As Mexico prepares to lift its 1938 ban on private sector energy investment, many of the challenges that have resulted in a decade-long decline in Mexico’s oil production are promised to be addressed, according to the US Energy Information Administration.

“Last year, Mexico produced 2.9 million b/d of total liquids, continuing the decline from its peak of 3.85 million b/d in 2004. Crude oil is the most significant component of Mexico's liquid fuels production, accounting for at least 85% of production in the past 2 decades,” EIA said, adding that preliminary estimates indicated crude oil production in April was 2.5 million b/d—the lowest monthly average since 1995.

In late 2013, Mexico’s Congress approved an historic energy reform aimed at ending the 75-year monopoly of Petroleos Mexicanos (Pemex) and allowing for greater foreign investment.

The new reforms include:

• Create four oil and gas exploration and production contract models, including service contracts, production-sharing, profit-sharing, and licenses.

• Give Pemex first refusal on developing Mexican resources before private companies begin bidding rounds (Round Zero), in which Pemex can provide financial and technical plans to develop the resources within 3 years.

• Give regulatory authority over the oil and gas sectors to the Energy Regulatory Commission, the Secretary of Energy, and the National Hydrocarbon Commission, and create the new National Agency of Industrial Safety and Environmental Protection.

• Keep Pemex as state-owned but with more administrative and budgetary autonomy, and allow the company to compete for bids with other firms on new projects.

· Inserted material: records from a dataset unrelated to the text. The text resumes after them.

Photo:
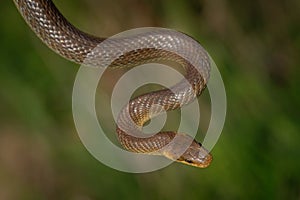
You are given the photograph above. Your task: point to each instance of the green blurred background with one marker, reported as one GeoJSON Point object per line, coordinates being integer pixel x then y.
{"type": "Point", "coordinates": [256, 46]}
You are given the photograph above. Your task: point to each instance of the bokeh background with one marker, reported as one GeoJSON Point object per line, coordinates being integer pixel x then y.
{"type": "Point", "coordinates": [256, 46]}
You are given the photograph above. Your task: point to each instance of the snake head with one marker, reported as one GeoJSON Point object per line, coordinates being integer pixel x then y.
{"type": "Point", "coordinates": [195, 155]}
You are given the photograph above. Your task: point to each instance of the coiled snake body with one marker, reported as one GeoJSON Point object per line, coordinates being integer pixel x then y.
{"type": "Point", "coordinates": [62, 37]}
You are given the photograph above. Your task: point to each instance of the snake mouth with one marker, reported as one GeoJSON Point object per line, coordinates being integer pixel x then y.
{"type": "Point", "coordinates": [203, 162]}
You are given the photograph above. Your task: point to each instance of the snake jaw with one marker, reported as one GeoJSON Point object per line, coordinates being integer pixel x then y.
{"type": "Point", "coordinates": [195, 155]}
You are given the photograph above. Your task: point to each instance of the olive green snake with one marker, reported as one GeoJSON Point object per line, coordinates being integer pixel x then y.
{"type": "Point", "coordinates": [62, 37]}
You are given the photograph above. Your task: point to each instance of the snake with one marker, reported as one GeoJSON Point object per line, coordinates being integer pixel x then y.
{"type": "Point", "coordinates": [47, 22]}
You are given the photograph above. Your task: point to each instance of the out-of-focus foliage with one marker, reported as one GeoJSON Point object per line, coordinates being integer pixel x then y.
{"type": "Point", "coordinates": [256, 45]}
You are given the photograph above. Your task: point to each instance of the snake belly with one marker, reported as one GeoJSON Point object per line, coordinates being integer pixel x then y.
{"type": "Point", "coordinates": [65, 39]}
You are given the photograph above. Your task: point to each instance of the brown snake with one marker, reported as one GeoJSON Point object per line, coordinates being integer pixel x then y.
{"type": "Point", "coordinates": [62, 37]}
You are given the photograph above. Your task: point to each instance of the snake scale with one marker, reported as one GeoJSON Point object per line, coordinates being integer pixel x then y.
{"type": "Point", "coordinates": [62, 37]}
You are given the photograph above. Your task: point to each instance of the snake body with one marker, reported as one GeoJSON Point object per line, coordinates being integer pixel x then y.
{"type": "Point", "coordinates": [62, 37]}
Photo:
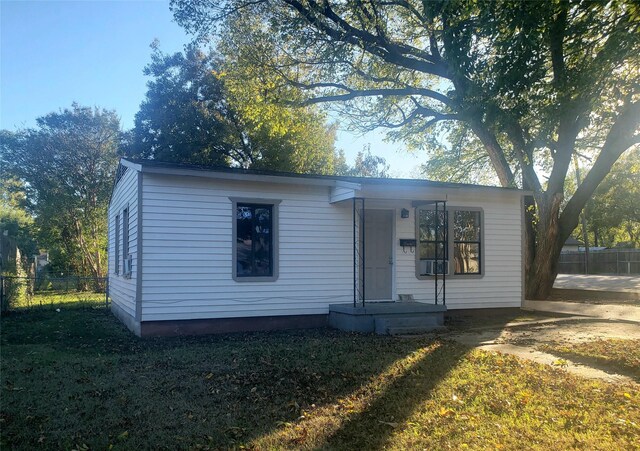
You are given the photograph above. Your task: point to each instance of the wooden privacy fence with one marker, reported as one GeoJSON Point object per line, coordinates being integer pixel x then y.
{"type": "Point", "coordinates": [610, 261]}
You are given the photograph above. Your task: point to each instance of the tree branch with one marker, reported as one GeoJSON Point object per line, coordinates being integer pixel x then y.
{"type": "Point", "coordinates": [622, 135]}
{"type": "Point", "coordinates": [402, 55]}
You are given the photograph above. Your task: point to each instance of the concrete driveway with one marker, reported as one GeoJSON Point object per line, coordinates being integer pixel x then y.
{"type": "Point", "coordinates": [523, 340]}
{"type": "Point", "coordinates": [598, 283]}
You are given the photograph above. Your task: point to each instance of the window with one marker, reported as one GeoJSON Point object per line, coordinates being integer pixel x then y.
{"type": "Point", "coordinates": [255, 241]}
{"type": "Point", "coordinates": [466, 242]}
{"type": "Point", "coordinates": [432, 238]}
{"type": "Point", "coordinates": [117, 246]}
{"type": "Point", "coordinates": [125, 240]}
{"type": "Point", "coordinates": [463, 227]}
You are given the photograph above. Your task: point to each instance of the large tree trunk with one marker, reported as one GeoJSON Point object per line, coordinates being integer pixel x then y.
{"type": "Point", "coordinates": [550, 237]}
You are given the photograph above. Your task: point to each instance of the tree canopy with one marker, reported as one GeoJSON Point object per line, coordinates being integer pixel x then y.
{"type": "Point", "coordinates": [206, 108]}
{"type": "Point", "coordinates": [67, 164]}
{"type": "Point", "coordinates": [526, 84]}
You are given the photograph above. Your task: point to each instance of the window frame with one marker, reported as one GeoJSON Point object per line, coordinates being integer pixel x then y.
{"type": "Point", "coordinates": [125, 239]}
{"type": "Point", "coordinates": [275, 250]}
{"type": "Point", "coordinates": [451, 245]}
{"type": "Point", "coordinates": [117, 245]}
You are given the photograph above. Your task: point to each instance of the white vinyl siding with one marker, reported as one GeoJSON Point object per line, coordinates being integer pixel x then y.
{"type": "Point", "coordinates": [501, 282]}
{"type": "Point", "coordinates": [122, 290]}
{"type": "Point", "coordinates": [187, 242]}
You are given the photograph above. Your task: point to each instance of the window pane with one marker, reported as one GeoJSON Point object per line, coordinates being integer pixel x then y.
{"type": "Point", "coordinates": [427, 225]}
{"type": "Point", "coordinates": [253, 240]}
{"type": "Point", "coordinates": [262, 247]}
{"type": "Point", "coordinates": [428, 250]}
{"type": "Point", "coordinates": [466, 258]}
{"type": "Point", "coordinates": [466, 226]}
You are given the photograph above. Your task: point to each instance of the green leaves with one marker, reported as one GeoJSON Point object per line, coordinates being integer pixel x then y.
{"type": "Point", "coordinates": [66, 165]}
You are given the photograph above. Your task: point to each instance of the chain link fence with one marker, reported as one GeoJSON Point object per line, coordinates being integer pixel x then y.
{"type": "Point", "coordinates": [619, 262]}
{"type": "Point", "coordinates": [24, 293]}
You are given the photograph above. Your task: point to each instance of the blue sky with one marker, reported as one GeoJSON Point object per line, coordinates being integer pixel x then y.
{"type": "Point", "coordinates": [92, 52]}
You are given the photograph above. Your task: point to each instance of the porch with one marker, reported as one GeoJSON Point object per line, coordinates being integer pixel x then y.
{"type": "Point", "coordinates": [377, 305]}
{"type": "Point", "coordinates": [388, 318]}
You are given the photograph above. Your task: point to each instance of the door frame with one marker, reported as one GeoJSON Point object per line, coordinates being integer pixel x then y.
{"type": "Point", "coordinates": [391, 239]}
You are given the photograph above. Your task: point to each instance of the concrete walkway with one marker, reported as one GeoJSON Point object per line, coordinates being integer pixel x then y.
{"type": "Point", "coordinates": [598, 283]}
{"type": "Point", "coordinates": [603, 311]}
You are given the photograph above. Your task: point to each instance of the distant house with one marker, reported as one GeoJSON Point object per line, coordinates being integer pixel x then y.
{"type": "Point", "coordinates": [572, 245]}
{"type": "Point", "coordinates": [196, 250]}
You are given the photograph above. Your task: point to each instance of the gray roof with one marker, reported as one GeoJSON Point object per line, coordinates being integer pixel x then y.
{"type": "Point", "coordinates": [361, 180]}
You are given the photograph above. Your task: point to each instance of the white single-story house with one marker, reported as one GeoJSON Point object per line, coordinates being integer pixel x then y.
{"type": "Point", "coordinates": [196, 249]}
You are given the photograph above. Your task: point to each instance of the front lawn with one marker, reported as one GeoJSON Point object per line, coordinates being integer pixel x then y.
{"type": "Point", "coordinates": [79, 379]}
{"type": "Point", "coordinates": [622, 356]}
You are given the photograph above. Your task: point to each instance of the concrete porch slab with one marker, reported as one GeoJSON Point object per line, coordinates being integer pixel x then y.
{"type": "Point", "coordinates": [387, 317]}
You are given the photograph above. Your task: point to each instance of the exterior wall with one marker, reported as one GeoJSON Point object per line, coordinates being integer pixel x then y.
{"type": "Point", "coordinates": [501, 283]}
{"type": "Point", "coordinates": [122, 290]}
{"type": "Point", "coordinates": [187, 250]}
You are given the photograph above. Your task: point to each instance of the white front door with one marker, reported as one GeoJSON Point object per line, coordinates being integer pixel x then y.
{"type": "Point", "coordinates": [378, 242]}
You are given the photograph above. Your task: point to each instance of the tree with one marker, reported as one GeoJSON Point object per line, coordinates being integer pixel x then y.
{"type": "Point", "coordinates": [185, 117]}
{"type": "Point", "coordinates": [203, 108]}
{"type": "Point", "coordinates": [16, 224]}
{"type": "Point", "coordinates": [535, 83]}
{"type": "Point", "coordinates": [614, 211]}
{"type": "Point", "coordinates": [67, 164]}
{"type": "Point", "coordinates": [368, 165]}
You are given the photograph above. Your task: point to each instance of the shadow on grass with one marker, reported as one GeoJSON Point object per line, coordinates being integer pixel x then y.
{"type": "Point", "coordinates": [215, 391]}
{"type": "Point", "coordinates": [608, 366]}
{"type": "Point", "coordinates": [373, 427]}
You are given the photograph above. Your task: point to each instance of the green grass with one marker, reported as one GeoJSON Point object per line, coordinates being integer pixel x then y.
{"type": "Point", "coordinates": [79, 379]}
{"type": "Point", "coordinates": [60, 299]}
{"type": "Point", "coordinates": [622, 356]}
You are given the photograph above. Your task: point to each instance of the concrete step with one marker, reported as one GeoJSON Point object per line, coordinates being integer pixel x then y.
{"type": "Point", "coordinates": [409, 325]}
{"type": "Point", "coordinates": [414, 330]}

• Establish the Mexican Petroleum Fund to manage contract payments and oil revenue.

Before the reforms can take effect, Mexico’s legislature must finalize the secondary laws detailing the fiscal regime, including the contract terms for the exploration and production models and local content requirements. The secondary legislation is expected to be finalized by early August.

Unlike the contract terms and local content requirements, which require legislative action to implement, Pemex is already moving forward with its proposal to retain oil and gas assets in the deepwater oil fields in the Perdido fold belt and offshore gas fields in Lakach. These proposals have been submitted to the energy ministry and a final decision will be announced in September.